If you thought that we couldn’t find one more spot to dig a hole, pile some dirt, or make a general mess out of our yard, to you I say this: We have three acres. Don’t underestimate us.

Bad news for our property ever looking any prettier (I’m going along with what Lauren said… at some point it will all be covered in snow… that’s pretty) but it’s good news for having heat eventually. This was step three in our geothermal process, and here’s hoping step four happens before Thursday. (Step four being “turn the damn thing on so I can thaw out my fingers already.” It says that in the manual. Swear to God.)

3 Responses

  1. Exciting! Yeah the day they were digging our trench I came home a lunch only to see a pile of dirt almost taller than my house! One question, why didn’t they doing this right after the bores were drilled? They did our whole install in only a few days.

    1. So, that is an EXCELLENT question. We actually are DIYing the horizontal (and interior) part of the install. So our HVAC guy just did the heat pump (and ductwork) installation, and then we had drillers we’d worked with before do the wells. MysteryMan has been doing this kind of work at his day job, so we had some qualified help with the horizontal part (linking the wells together and bringing it all in to the pump.)

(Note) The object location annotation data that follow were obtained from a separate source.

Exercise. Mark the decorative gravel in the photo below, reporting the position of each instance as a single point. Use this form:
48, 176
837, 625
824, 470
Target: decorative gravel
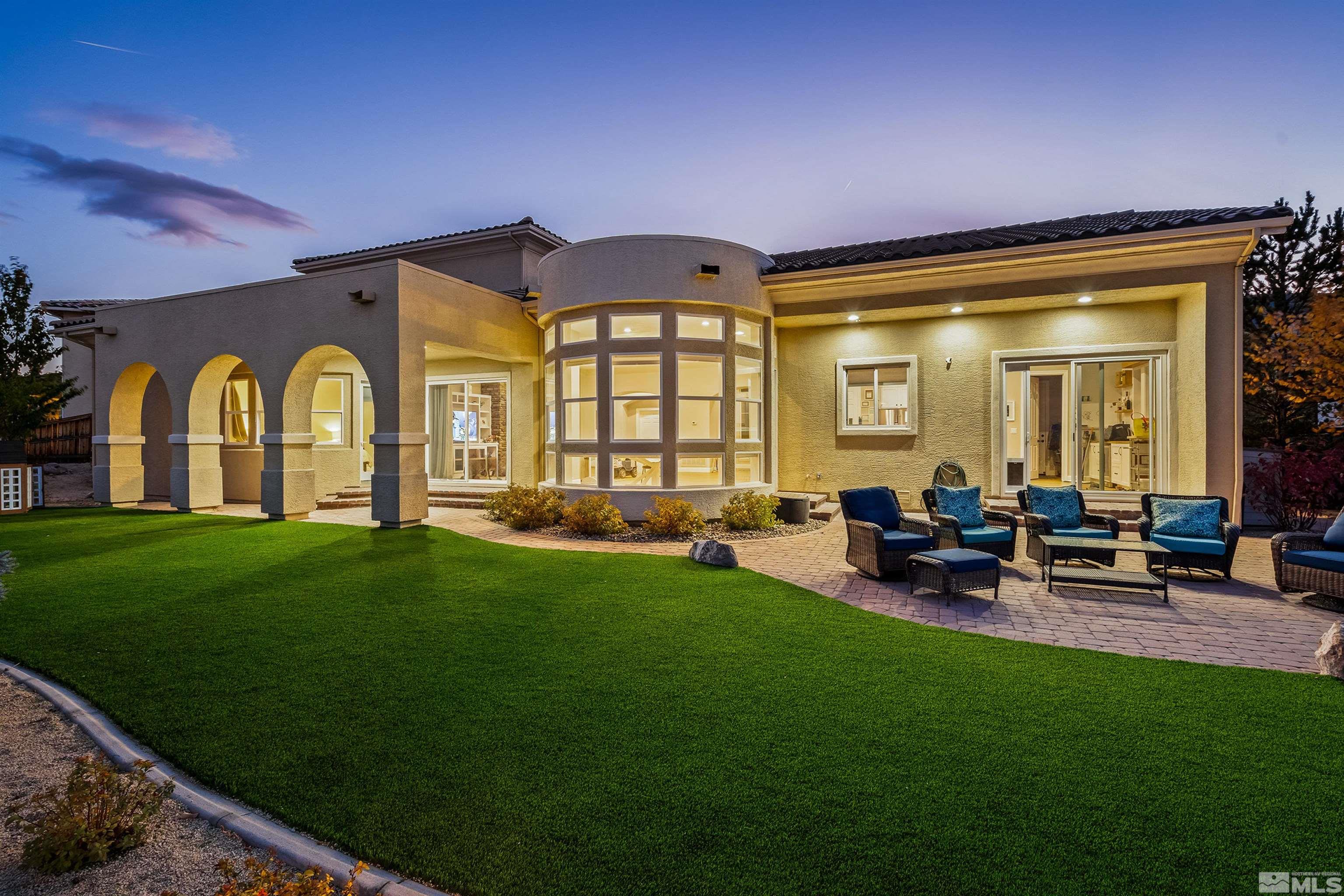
38, 749
717, 531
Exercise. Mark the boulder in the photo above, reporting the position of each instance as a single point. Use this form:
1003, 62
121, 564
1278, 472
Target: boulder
1330, 656
714, 553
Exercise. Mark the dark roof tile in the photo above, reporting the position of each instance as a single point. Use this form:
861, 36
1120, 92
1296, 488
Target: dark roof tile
427, 240
1019, 235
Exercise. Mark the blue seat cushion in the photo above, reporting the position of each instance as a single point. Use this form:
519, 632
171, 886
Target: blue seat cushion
898, 540
1332, 560
986, 534
1335, 535
964, 559
1078, 532
874, 504
1214, 547
1058, 506
1187, 518
963, 504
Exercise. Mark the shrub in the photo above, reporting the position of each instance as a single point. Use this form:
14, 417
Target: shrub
97, 815
750, 511
1295, 487
523, 507
593, 515
273, 878
672, 516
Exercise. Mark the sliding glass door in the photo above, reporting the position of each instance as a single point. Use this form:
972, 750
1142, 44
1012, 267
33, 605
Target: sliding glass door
468, 430
1086, 422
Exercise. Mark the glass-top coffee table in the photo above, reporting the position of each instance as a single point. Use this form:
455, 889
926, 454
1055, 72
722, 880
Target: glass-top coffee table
1102, 577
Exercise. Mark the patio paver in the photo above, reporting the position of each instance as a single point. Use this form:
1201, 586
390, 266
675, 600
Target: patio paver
1245, 623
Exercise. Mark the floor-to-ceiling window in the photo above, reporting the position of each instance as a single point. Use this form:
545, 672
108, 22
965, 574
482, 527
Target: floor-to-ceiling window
1089, 422
468, 430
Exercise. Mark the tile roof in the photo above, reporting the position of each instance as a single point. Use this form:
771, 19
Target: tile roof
427, 240
1019, 235
82, 304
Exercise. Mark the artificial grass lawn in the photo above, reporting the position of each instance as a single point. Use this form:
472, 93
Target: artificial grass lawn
507, 721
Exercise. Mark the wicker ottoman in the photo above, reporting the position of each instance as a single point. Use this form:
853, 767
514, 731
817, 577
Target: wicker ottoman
953, 571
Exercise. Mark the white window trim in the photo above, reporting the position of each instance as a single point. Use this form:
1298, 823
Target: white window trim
445, 379
912, 394
564, 420
721, 398
342, 379
759, 402
611, 471
253, 413
615, 398
676, 469
578, 320
724, 327
761, 465
623, 336
760, 342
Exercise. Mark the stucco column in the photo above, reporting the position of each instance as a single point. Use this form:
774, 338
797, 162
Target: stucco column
288, 481
119, 477
399, 483
197, 480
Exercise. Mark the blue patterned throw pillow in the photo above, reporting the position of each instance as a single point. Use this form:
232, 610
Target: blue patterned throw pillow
1186, 519
1058, 506
963, 504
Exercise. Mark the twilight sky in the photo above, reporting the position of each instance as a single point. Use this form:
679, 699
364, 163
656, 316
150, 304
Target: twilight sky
210, 144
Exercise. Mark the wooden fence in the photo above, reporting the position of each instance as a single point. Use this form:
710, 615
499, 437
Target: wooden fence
68, 440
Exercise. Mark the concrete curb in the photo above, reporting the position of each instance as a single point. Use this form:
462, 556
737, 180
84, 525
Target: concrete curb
255, 830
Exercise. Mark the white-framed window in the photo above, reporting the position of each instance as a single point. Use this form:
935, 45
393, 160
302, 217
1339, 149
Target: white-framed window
581, 331
330, 410
636, 326
748, 332
699, 327
581, 469
549, 401
580, 399
749, 468
636, 398
699, 387
636, 471
240, 412
877, 394
748, 392
699, 471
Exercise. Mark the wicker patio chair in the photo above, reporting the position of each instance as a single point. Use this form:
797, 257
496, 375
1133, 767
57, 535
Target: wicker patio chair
881, 536
1218, 558
1303, 562
1040, 526
986, 539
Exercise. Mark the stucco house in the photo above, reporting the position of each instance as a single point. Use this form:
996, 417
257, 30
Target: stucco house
1102, 351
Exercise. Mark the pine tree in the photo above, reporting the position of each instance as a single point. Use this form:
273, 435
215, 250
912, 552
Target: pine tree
27, 394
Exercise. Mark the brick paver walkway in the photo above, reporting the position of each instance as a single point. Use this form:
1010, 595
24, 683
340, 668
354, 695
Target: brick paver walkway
1245, 623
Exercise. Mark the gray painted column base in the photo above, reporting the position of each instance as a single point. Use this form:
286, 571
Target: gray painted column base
256, 831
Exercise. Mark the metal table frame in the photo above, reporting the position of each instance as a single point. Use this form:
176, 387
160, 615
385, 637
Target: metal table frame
1101, 577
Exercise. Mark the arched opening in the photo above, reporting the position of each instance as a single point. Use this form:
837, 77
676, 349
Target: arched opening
330, 396
133, 458
228, 416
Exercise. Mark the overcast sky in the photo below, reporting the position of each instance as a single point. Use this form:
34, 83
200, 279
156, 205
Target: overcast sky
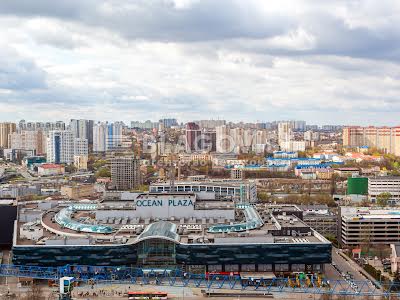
326, 62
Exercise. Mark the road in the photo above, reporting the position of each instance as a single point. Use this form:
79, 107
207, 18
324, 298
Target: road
350, 267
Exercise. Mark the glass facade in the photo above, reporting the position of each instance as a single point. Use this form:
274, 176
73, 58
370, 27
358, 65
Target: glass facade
157, 251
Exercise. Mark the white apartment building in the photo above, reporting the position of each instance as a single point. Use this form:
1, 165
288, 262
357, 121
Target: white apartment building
60, 147
107, 137
99, 137
285, 132
384, 184
293, 146
363, 225
81, 147
125, 173
224, 141
29, 140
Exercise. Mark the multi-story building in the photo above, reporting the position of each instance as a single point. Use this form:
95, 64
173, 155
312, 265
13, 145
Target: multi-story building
168, 123
77, 191
80, 162
193, 136
293, 146
29, 140
310, 135
383, 138
107, 137
82, 129
210, 124
366, 226
60, 147
239, 190
99, 137
6, 129
125, 173
224, 142
23, 125
285, 132
384, 184
147, 125
81, 147
50, 170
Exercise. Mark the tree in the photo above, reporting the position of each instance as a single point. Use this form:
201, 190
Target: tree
35, 292
383, 198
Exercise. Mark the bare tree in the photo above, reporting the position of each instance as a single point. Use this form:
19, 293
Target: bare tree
35, 292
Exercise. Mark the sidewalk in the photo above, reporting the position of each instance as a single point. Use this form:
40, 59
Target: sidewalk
361, 270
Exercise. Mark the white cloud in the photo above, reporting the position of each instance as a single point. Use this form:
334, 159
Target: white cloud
200, 59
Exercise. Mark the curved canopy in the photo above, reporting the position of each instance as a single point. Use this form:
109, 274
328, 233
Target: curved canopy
161, 229
63, 218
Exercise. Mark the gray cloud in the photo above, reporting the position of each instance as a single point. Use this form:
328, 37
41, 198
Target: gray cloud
251, 60
19, 73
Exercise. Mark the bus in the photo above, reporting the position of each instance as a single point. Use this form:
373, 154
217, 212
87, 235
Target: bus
147, 295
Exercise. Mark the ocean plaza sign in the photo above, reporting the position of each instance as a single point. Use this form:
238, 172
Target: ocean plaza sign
163, 202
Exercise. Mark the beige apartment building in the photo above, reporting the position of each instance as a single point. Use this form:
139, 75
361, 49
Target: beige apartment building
383, 138
6, 129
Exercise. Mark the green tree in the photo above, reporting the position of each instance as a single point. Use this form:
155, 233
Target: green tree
383, 198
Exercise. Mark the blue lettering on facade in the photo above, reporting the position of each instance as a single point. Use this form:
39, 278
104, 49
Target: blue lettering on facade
149, 203
159, 202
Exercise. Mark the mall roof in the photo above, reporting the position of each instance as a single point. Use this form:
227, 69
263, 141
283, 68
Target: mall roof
162, 229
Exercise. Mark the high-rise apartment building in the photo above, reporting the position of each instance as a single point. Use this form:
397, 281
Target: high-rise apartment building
82, 129
147, 125
60, 147
6, 129
285, 132
210, 124
383, 138
193, 136
125, 173
99, 137
107, 137
81, 147
29, 140
168, 123
224, 141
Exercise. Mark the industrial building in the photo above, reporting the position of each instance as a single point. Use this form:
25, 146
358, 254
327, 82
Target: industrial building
170, 230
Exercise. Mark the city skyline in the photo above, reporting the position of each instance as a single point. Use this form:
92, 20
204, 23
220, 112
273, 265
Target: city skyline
255, 61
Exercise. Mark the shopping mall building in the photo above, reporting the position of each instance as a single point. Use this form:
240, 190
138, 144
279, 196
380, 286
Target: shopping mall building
169, 230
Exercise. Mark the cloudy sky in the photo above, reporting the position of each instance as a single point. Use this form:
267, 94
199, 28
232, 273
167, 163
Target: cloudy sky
327, 62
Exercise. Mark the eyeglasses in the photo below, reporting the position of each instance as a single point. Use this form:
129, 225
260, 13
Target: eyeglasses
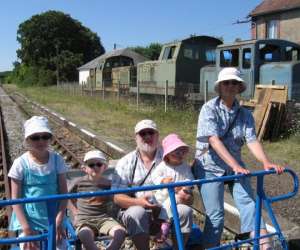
178, 152
188, 191
40, 137
232, 82
97, 164
147, 132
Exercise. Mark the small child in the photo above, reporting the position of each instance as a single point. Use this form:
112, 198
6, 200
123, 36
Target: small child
173, 168
38, 172
92, 216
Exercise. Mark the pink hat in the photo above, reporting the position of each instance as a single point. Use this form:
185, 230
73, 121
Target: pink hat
171, 142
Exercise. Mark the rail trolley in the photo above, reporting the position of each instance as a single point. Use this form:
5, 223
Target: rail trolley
47, 239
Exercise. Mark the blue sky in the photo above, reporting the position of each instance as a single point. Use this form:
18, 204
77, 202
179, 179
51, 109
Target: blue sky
131, 22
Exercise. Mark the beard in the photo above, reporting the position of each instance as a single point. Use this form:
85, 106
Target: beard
145, 147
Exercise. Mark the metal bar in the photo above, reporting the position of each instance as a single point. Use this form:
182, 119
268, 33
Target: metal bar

      The thing about doing it piecemeal though, is that it’s taken way more time (the drillers took over a week… just left the rig in our yard and didn’t show up every other day AFTER not showing up for three weeks in the first place) and I’m not sure that it saved us any money. Quite the opposite probably, but this was not my project so I just rolled with it.

      For all interior duct work, heat pump, and glycol installation we paid $12,000, and then $4500 for the wells. I think its a three-ton system, is that comparable with yours?

      1. Woah, I need to remember to come back and check all of these comments I leave here.

        Ah I see why it’s taking so long. This was one thing we left up to the professionals but we also did it in October and needed heat. Our system is 4 tons (and slightly undersized because we were limited by the existing ductwork) but we have a huge, leaky, old house. We’re going to be working on that and reducing our heating load even more. That’s a great price! In my experience HVAC installs higher than average around here for some reason but our total install was $22K. Ouch. But when we looked at it we needed a new furnace (it was on it’s last legs of life and costing us a fortune because it was fuel oil) and the air conditioner was broken when we bought the house so we needed a completely new system either way. Our propane split system quotes were around $10K. Then take into account the $6.5K tax rebate we got and the energy savings every month and we decided to go geo. Our geo system will saved us the difference from a propane system in only 4 years and will pay for itself completely in only 8 years.